I guess this is a good time as any to mention that the announcers this whole tournament were terrible. At one point in this game they called Manu "The Hustle Maker." Kind of like those Mentos "Fresh Maker commercials I guess. I suppose that when he was in his late teens or early 20s, Manu looked exactly like the type of actor who'd star in one of those ads. I think I'm going to call him The Hustlemaker this year. Matthew can keep The Sickness for himself.
Also, with 30 seconds to go, with a mike picking up Hernandez's instructions to his players, where he was telling Manu that his passing options were Pepe Sanchez (who was brilliant in the game by the way, can't hit an open shot my ass, I wish he were a Spur) or Nocioni. Except he didn't say Nocioni, he said Chapu. It took me like two minutes of reading an Argentina message board a few months ago to figure out Chapu is Nocioni's nickname. Yet this broadcaster had no idea what "Chapu" meant. Nice research guys.

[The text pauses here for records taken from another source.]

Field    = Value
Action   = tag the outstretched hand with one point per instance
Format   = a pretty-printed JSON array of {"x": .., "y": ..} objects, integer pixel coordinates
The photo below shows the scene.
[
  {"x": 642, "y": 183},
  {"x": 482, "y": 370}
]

But yeah, Manu's had one hell of a star-crossed year hasn't he? All those game winning plays and close wins in '04-05, both for his national team and the Spurs are now going the other way. He is consistently coming up at the short end of the stick, sometimes in circumstances that are his fault, sometimes not. But watching him against Spain was pure hell. Manu shot 6 of 21, - 2 of 12 from two - and it looks like his legs are shot. Whatever ailed him in '05 didn't get any better with rest, so maybe it wasn't an ailment at all. The guy simply can't jump like he once did. The explosion isn't there, and he can't cram it on anyone anymore.
Does that mean he'll only be an average or just merely "good" player for the Spurs the next two years? No, I don't think so. Spain played him more effectively than I've ever seen done. More effectively than I thought possible really (but again, the '04 version of Manu would've done better I think). They knew every move he was going to make before he made it and constantly gave him shots in the lane ranging from difficult to Kobe-level impossible. They clearly had a thorough battle plan for him coming in and took away all his angles. It didn't hurt that FIBA rules let them put a big man in the lane at all times and allow more physical play without a whistle either. And Argentina doesn't have a Tim Duncan to account for.
Defenses in the NBA will be nowhere near as intelligent, prepared, or committed. Most teams still don't realize Manu likes to drive left and I think if you ask most NBA players which hand Manu shoots with, the majority would guess incorrectly. I still remember last year when Smush Parker of the Lakers confused The Hustlemaker with "Rick Barry" in a postgame show (I think he meant Brent). So really I'm not worried about that. I still think we have an All-Star level shooting guard, I still think he'll be our most efficient player on most nights, (much more so than Frenchie McWonderbutt anyway) and I still think he's as clutch as anyone in the league. It's just that more and more he'll have to do his damage from the 3 point line, and the days of posterizing Amare are probably gone for good.
Wayne Gretzky talked about this phenomenon in his final year with the Rangers. He said that it wouldn't bother him if he were compared to other contemporary players, because in most cases, he'd still come out ahead. What he didn't like was being compared to the Wayne Gretzky of 1984 or whenever that was racking up 200 point seasons. In the same way I think Manu will still come out smelling like a rose when we compare him to most opposing two guards, but it's going to be unfair to expect to see the '04-05 Manu ever again. That was his Halley's comet year, a perfect convergence of ability and opportunity, and its like will never come around again.